The Red Sox also lost Jason Bay, a key piece to their team in 2009. They will struggle to replace him and his presence in their lineup.
When all is said and done, the Yankees will win over 100 games and clinch home field advantage throughout the playoffs.
Nick Johnson will face the task of replacing Johnny Damon in the No. 2 hole this season. However, he will benefit from just playing as the DH, as opposed to his years with the Nationals where he played first base.
Johnson brings a high on-base-percentage, a good batting average, and average power to an already impressive lineup.
He will benefit greatly with Jeter leading off ahead of him and Mark Teixera and Alex Rodriguez batting behind him.
One would figure Nick Johnson is gonna get a whole lot of fastballs to hit, as Johnny Damon did in the same role last year.
Injuries have plagued Johnson his entire career. Towards the end of 2006, Johnson broke his femur in a collision for a fly ball. He missed the rest of that season and the entire 2007 season. In 2008, he only appeared in 38 games because of a tear in a ligament in his wrist.
By playing DH, Johnson will avoid any injuries in the field, and stay healthy the entire season, contributing greatly towards the Yankees' World Series Championship.

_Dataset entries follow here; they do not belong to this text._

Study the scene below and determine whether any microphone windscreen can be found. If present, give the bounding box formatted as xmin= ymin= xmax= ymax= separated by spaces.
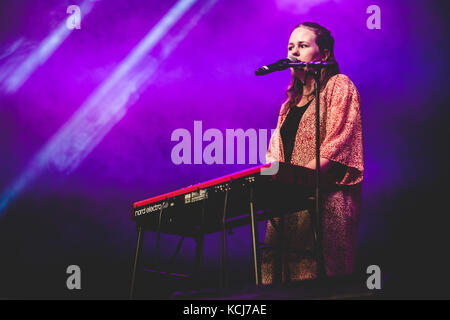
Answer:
xmin=287 ymin=55 xmax=299 ymax=62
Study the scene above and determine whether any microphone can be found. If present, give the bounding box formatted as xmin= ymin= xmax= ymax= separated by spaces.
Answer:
xmin=255 ymin=56 xmax=334 ymax=76
xmin=255 ymin=55 xmax=298 ymax=76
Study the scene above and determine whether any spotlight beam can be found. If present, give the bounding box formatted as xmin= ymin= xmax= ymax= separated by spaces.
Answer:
xmin=2 ymin=0 xmax=96 ymax=93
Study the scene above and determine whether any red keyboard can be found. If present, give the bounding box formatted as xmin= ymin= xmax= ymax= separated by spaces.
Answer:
xmin=131 ymin=162 xmax=316 ymax=235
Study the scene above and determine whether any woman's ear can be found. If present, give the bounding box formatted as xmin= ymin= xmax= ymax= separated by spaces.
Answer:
xmin=322 ymin=49 xmax=330 ymax=61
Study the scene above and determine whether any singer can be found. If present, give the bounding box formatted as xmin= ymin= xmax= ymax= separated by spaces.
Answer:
xmin=262 ymin=22 xmax=364 ymax=284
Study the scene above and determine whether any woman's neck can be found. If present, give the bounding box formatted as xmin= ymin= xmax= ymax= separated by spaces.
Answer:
xmin=297 ymin=71 xmax=315 ymax=96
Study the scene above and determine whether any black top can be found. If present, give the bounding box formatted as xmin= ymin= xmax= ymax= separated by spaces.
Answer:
xmin=280 ymin=99 xmax=313 ymax=163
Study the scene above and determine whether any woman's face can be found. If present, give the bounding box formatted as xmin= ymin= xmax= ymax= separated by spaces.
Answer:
xmin=288 ymin=27 xmax=325 ymax=79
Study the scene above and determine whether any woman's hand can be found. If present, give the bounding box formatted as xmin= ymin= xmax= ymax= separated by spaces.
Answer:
xmin=304 ymin=157 xmax=346 ymax=184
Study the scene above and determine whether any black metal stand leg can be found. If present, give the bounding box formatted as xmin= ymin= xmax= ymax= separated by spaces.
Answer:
xmin=194 ymin=197 xmax=206 ymax=288
xmin=155 ymin=201 xmax=166 ymax=268
xmin=219 ymin=188 xmax=229 ymax=291
xmin=249 ymin=186 xmax=261 ymax=286
xmin=129 ymin=225 xmax=145 ymax=300
xmin=194 ymin=234 xmax=204 ymax=288
xmin=310 ymin=206 xmax=325 ymax=278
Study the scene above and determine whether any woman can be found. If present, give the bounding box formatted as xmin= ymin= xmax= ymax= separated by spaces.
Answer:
xmin=262 ymin=22 xmax=364 ymax=284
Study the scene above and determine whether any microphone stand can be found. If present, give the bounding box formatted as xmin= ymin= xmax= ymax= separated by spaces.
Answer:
xmin=311 ymin=66 xmax=326 ymax=279
xmin=256 ymin=60 xmax=330 ymax=280
xmin=287 ymin=61 xmax=328 ymax=279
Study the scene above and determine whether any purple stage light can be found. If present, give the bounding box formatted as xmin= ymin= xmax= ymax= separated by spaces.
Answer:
xmin=275 ymin=0 xmax=335 ymax=14
xmin=0 ymin=0 xmax=219 ymax=215
xmin=1 ymin=0 xmax=96 ymax=94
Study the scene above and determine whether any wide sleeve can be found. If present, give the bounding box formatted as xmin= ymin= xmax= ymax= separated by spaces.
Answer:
xmin=320 ymin=74 xmax=364 ymax=185
xmin=265 ymin=113 xmax=284 ymax=163
xmin=265 ymin=132 xmax=277 ymax=163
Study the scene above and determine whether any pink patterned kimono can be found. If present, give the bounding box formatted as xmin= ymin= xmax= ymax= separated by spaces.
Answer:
xmin=262 ymin=73 xmax=364 ymax=284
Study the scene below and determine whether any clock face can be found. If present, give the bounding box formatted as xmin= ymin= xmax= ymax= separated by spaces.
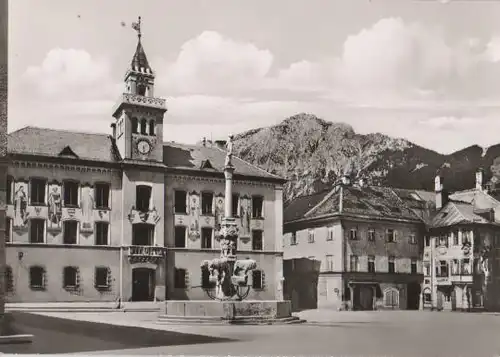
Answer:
xmin=137 ymin=140 xmax=151 ymax=155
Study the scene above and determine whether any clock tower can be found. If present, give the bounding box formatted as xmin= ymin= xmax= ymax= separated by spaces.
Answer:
xmin=112 ymin=17 xmax=167 ymax=163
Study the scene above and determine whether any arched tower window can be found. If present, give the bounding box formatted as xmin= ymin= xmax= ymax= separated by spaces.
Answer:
xmin=137 ymin=83 xmax=146 ymax=96
xmin=140 ymin=119 xmax=147 ymax=135
xmin=132 ymin=118 xmax=139 ymax=134
xmin=149 ymin=120 xmax=155 ymax=136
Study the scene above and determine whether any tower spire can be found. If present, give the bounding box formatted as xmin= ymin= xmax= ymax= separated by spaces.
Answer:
xmin=129 ymin=16 xmax=152 ymax=73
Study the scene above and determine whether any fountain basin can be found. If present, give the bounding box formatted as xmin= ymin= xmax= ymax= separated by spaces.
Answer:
xmin=159 ymin=300 xmax=305 ymax=325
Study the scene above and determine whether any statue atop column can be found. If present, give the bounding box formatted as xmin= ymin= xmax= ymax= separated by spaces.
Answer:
xmin=200 ymin=132 xmax=256 ymax=301
xmin=224 ymin=134 xmax=234 ymax=168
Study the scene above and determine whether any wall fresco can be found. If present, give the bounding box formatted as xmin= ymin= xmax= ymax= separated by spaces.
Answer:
xmin=47 ymin=182 xmax=62 ymax=234
xmin=188 ymin=191 xmax=200 ymax=240
xmin=80 ymin=184 xmax=94 ymax=233
xmin=239 ymin=195 xmax=251 ymax=238
xmin=214 ymin=193 xmax=225 ymax=237
xmin=13 ymin=181 xmax=28 ymax=230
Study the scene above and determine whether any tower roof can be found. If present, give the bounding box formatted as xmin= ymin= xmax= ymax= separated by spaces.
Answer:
xmin=129 ymin=16 xmax=153 ymax=73
xmin=131 ymin=40 xmax=152 ymax=73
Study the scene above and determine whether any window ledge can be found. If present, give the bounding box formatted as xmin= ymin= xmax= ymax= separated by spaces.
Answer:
xmin=96 ymin=207 xmax=111 ymax=211
xmin=30 ymin=203 xmax=47 ymax=207
xmin=200 ymin=213 xmax=215 ymax=217
xmin=64 ymin=286 xmax=80 ymax=291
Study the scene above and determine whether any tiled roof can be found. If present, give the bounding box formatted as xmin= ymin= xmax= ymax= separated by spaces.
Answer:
xmin=163 ymin=142 xmax=284 ymax=181
xmin=8 ymin=127 xmax=118 ymax=162
xmin=8 ymin=128 xmax=284 ymax=182
xmin=283 ymin=189 xmax=332 ymax=222
xmin=285 ymin=184 xmax=424 ymax=223
xmin=430 ymin=201 xmax=490 ymax=228
xmin=391 ymin=188 xmax=437 ymax=225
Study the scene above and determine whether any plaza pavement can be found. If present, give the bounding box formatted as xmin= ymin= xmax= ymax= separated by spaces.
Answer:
xmin=27 ymin=309 xmax=500 ymax=356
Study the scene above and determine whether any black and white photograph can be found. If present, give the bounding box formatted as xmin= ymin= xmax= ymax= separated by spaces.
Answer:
xmin=2 ymin=0 xmax=500 ymax=355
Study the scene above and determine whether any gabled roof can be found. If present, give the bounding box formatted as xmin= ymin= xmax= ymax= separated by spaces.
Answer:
xmin=163 ymin=142 xmax=285 ymax=181
xmin=284 ymin=184 xmax=425 ymax=223
xmin=8 ymin=127 xmax=118 ymax=162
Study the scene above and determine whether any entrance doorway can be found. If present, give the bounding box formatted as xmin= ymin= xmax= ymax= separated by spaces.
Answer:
xmin=353 ymin=285 xmax=374 ymax=310
xmin=132 ymin=268 xmax=155 ymax=301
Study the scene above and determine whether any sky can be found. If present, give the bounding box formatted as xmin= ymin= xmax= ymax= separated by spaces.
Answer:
xmin=7 ymin=0 xmax=500 ymax=154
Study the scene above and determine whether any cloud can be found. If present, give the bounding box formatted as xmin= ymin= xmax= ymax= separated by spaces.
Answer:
xmin=11 ymin=20 xmax=500 ymax=155
xmin=22 ymin=48 xmax=119 ymax=99
xmin=157 ymin=31 xmax=273 ymax=95
xmin=418 ymin=116 xmax=480 ymax=130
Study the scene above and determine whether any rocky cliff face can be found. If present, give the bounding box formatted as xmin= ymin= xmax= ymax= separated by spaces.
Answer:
xmin=232 ymin=113 xmax=500 ymax=201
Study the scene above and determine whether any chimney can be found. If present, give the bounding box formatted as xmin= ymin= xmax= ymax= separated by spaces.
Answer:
xmin=110 ymin=123 xmax=116 ymax=139
xmin=435 ymin=174 xmax=445 ymax=210
xmin=476 ymin=168 xmax=484 ymax=191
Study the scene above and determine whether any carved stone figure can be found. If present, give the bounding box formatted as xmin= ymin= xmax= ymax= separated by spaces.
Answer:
xmin=233 ymin=259 xmax=257 ymax=285
xmin=224 ymin=134 xmax=234 ymax=167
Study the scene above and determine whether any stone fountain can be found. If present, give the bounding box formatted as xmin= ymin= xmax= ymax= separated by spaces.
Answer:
xmin=160 ymin=135 xmax=302 ymax=324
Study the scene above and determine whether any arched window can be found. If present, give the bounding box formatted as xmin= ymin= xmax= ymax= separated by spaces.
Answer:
xmin=149 ymin=120 xmax=155 ymax=136
xmin=423 ymin=288 xmax=432 ymax=304
xmin=132 ymin=117 xmax=139 ymax=134
xmin=140 ymin=119 xmax=147 ymax=135
xmin=137 ymin=83 xmax=146 ymax=96
xmin=384 ymin=287 xmax=399 ymax=309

Curtis Granderson has been one of the biggest Gold Glove snubs in the past few years. It seems he is a human highlight reel with all of the diving catches and home run robberies he has made over the years.
This is the year Granderson will win his first Gold Glove.
Yankees fans fell in love with Melky Cabrera's powerful arm and great catches, but Curtis Granderson will soon make Melky a figment of the past.
Granderson's range is incredible and he will dazzle fans while he plays in the spacious Yankee Stadium centerfield.
While he may not have the arm of Melky Cabrera, Granderson's athleticism more than makes up for it.
Now that he is in New York, Granderson will finally get the recognition for his defense and earn his first Gold Glove Award.
That's right, this is the year. This is the year that arguably the greatest closer of all time wins his first Cy Young Award.
Baseball experts have been puzzled for years as to why Rivera has yet to win the award, but there will be no questions asked this year.
Rivera comes into 2010 off another spectacular season. He finished 2009 with 44 saves and a 1.76 ERA and yet another World Series ring.
With an even better rotation and bullpen, Rivera will have even more opportunities for saves. Even at 40 years of age, Mariano can still get it done.
His devastating cutter continues to razor off opponent's bats and shatter the hopes of teams across the big leagues.
This is the year that Rivera will finally be recognized for his superior pitching and his value to the Yankees. Add another World Series, and a fresh Cy Young Award to the showcase, Mo.